I got shortlisted and I sidestepped the issue by getting Proto to make the prototype:


In the end,  I lost out to Adam Johns with a proposal that was similar to his Building Forum "egg" ...



....but had "a skyline of buildings at the top" according to the organiser.

Once again, I would have picked Adam's proposal over mine.  

I don't envy Adam the task of producing 10 awards of this quality in a period of 3 weeks.  I would find it very stressful (even if I had Adam's hot glass skills).

The feedback I got was:
Peter Heywood’s was liked because looking at it, it immediately said “award” at the same time as incorporating Plymouth in the image. But this was the reason others also didn’t like it.
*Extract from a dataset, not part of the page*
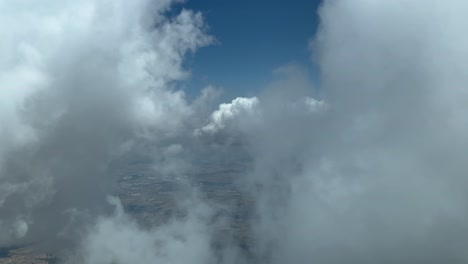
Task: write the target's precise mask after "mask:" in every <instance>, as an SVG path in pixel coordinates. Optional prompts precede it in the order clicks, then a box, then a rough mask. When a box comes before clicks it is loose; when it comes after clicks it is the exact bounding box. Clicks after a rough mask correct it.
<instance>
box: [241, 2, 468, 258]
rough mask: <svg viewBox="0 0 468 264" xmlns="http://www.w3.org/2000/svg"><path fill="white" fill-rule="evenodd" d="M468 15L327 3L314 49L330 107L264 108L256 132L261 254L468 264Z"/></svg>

Because the Abercrombie Awards are architectural awards and they wanted something “striking”.

Lessons

  • Hot glass beats engraving for awards, as I said in the Building Forum post.  I didn't think there was enough time for anybody to propose this.
  • I think I picked the best solution for me -  where I did the design and then handed over the production to Proto - bearing in mind the time constraints and my lack of engraving experience.
  • I think the design would have looked better with less deep-carved lines.  I didn't fully understand what was meant when discussing it beforehand with Proto
  • In different circumstances I might have tried to create the feathers on the seagull using a lathe.